Don Pancho machaca la ayahuasca con la ayuda de uno de sus aprendices.
plata en la ciudad
Unos días más tarde, frente a una gran olla metálica de agua hirviendo donde la ayahuasca y la chacruna dejan su esencia, el recuerdo de los malos tragos de Klaus le sugiere a don Pancho la siguiente reflexión: “Su cuerpo no estaba preparado para tomar el remedio; como estaba nervioso… Esas personas me tienen que buscar: Don Pancho, estoy pasando mal, por eso y lo otro… Si tú estás enfermo y tú vas al médico, tú vas a contarle. Pero si tú no cuentas, el médico ¿qué va a curar? Ahí me tiene que avisar lo que acontece. Yo voy a soplar a él, yo voy a abanicar. Ahí sí va a tomar porque está preparado”. Y reprocha el deseo de Klaus de permanecer fuera de la maloca: “Eso es más peligroso, porque aquí fuera hay muchas cosas malas. La gente sale a orinar, pero tiene que ir para dentro de nuevo. No hay que demorar mucho fuera. Porque dentro estoy mirando pero afuera no estoy mirando nada de lo que está pasando”.

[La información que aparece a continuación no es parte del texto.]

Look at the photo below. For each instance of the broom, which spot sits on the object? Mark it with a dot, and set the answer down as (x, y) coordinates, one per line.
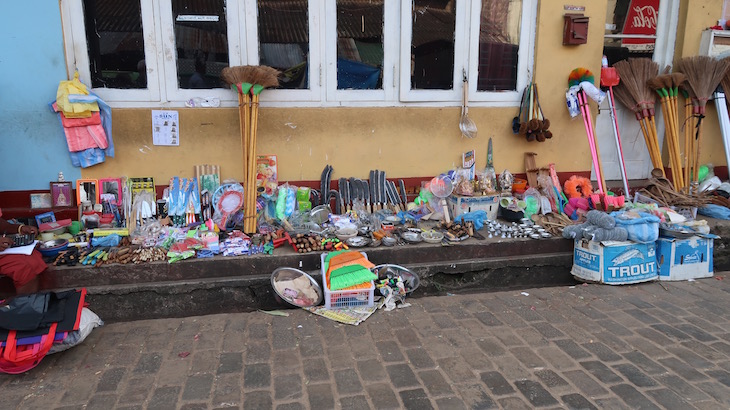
(575, 78)
(634, 74)
(661, 85)
(250, 80)
(704, 74)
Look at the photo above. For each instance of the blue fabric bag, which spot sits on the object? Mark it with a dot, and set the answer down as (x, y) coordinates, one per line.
(644, 229)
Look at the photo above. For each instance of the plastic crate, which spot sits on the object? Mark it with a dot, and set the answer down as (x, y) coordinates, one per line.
(334, 299)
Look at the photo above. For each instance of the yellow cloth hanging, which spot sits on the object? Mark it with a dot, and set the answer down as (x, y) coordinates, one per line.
(74, 110)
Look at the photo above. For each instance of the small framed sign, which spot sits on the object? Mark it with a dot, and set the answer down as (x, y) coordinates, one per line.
(62, 194)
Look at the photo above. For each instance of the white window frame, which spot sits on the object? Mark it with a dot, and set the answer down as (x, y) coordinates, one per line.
(169, 63)
(525, 57)
(391, 43)
(242, 20)
(77, 55)
(292, 97)
(460, 57)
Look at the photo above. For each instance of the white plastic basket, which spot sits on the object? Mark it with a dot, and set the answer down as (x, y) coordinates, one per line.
(334, 299)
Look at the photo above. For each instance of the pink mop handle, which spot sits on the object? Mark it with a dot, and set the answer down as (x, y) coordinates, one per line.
(583, 101)
(614, 117)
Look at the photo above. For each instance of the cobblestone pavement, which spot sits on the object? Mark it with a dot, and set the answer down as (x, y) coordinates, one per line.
(647, 346)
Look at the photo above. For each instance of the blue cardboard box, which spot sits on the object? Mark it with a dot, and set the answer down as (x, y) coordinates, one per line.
(682, 259)
(614, 263)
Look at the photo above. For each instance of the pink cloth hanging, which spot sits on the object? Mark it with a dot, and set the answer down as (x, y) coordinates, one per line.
(83, 133)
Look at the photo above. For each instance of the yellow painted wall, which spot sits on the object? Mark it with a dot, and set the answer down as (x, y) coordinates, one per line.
(695, 16)
(405, 142)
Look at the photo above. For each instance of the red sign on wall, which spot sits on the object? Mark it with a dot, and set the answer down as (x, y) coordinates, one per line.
(641, 18)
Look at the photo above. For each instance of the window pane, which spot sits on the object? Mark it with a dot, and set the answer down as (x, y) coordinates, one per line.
(499, 38)
(359, 45)
(201, 40)
(432, 44)
(284, 40)
(637, 19)
(116, 44)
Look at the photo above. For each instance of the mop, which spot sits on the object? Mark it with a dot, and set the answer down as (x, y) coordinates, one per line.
(576, 78)
(610, 78)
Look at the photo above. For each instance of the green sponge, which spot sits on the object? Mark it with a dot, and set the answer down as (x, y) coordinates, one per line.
(351, 275)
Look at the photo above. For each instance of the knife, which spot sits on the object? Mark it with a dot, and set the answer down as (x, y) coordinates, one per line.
(322, 189)
(366, 191)
(403, 194)
(342, 187)
(382, 187)
(352, 194)
(371, 186)
(394, 195)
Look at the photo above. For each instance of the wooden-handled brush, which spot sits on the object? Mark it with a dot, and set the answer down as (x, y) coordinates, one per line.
(249, 80)
(704, 74)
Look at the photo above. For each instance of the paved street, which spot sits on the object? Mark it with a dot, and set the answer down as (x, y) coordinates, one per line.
(644, 346)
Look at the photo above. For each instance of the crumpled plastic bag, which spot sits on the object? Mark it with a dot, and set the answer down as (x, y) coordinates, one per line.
(715, 211)
(109, 240)
(477, 217)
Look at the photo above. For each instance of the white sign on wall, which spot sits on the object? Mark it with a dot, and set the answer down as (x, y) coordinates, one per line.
(165, 127)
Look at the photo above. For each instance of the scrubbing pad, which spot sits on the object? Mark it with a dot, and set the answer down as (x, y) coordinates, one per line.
(349, 276)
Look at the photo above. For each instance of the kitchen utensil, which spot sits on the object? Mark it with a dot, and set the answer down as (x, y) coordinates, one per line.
(284, 279)
(466, 125)
(228, 203)
(442, 186)
(390, 271)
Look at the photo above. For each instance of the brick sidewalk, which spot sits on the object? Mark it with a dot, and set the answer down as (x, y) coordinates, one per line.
(593, 346)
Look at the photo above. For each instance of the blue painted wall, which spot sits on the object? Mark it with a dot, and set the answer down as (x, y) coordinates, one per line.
(32, 147)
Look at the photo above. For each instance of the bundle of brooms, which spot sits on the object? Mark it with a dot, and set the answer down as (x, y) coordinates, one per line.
(703, 74)
(667, 87)
(249, 82)
(634, 93)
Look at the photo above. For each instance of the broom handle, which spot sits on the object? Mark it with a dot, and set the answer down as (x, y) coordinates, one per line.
(614, 122)
(604, 187)
(687, 142)
(246, 103)
(252, 169)
(586, 114)
(655, 140)
(676, 172)
(667, 136)
(647, 139)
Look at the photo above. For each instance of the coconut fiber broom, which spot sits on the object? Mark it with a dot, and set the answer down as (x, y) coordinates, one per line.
(662, 84)
(634, 73)
(704, 74)
(249, 82)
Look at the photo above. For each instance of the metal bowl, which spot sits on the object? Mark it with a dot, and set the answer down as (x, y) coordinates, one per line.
(432, 236)
(358, 241)
(52, 248)
(389, 270)
(286, 273)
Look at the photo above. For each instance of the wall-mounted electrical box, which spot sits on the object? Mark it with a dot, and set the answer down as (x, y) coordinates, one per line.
(575, 29)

El caso Klaus ejemplifica bien lo que sucede cuando una práctica que exige concentración y respeto, se rebaja a “moda” y se persigue como una experiencia más en la colección que depara un viaje turístico. Don Pancho insiste en que él nunca llama o invita a nadie para tomar ayahuasca en su maloca; la gente le busca desde los cinco continentes y él comparte su conocimiento. A cambio pide dinero, no sólo para alimentar a su numerosa familia, sino también para comprar el bejuco y la chacruna con los que cocina su remedio.
Pero el dinero, siempre escaso, resuelve tantos problemas como preocupaciones crea. La mujer de don Pancho, doña Celina, con quien apenas he conversado, se sienta a nuestro lado. Debe pasar los ochenta y también suele tomar ayahuasca con su marido. Interviene enfadada: “Viene mucha gente de todos los lugares del mundo: de Japón… Usted me disculpa… Pero mucha gente ha venido aquí para aprovecharse de nosotros dos. A veces se pasa hambre aquí, con tanta gente que llega, primero se aprovecha y luego se va para nunca más volver, para no pagar. Nadie deja una gratificación”. El blanco de su enfado soy yo, el periodista. “Así como usted está haciendo ahora con él, lo que él va hablando todo el mundo va grabando. Cuando salen de aquí, se van y por allá hacen libro y CD, y hacen negocio. Éste es nuestro trabajo, nuestra profesión. Entonces viene mucha gente pero sólo para aprovechar de él. Del hospital vienen para acá. Señor Pancho, vendí una casa para pagar médico de hospital; nunca quedé bien. Con Pancho, con dos sesiones, ya queda bien”.
El enfado de Celina pasa como una tormenta; sale una sonrisa celeste. Su queja me resulta familiar, me parece justificada, y tal vez ofrezca de esta entrañable pareja una idea incompleta, si no añadiera lo que unos viajeros argentinos que están limpiando el jardín me han dicho: que pidieron alojamiento a cambio de trabajo y que, sin siquiera insinuarlo, les están alimentando generosamente. Don Pancho ha permanecido en silencio durante la diatriba de doña Celina, con la mirada fija en su humilde casa, por siempre a medio hacer; a nuestro alrededor deambulan juguetonas sus nietas y biznietas, ignorantes de las luchas titánicas que establece su abuelo en esos otros mundos cargados de amenazas y oportunidades: el de los espíritus, donde se sumerge en busca de energía y salud; el de la economía de mercado, al que se someten inexorablemente todas las expresiones de la actividad humana en el planeta.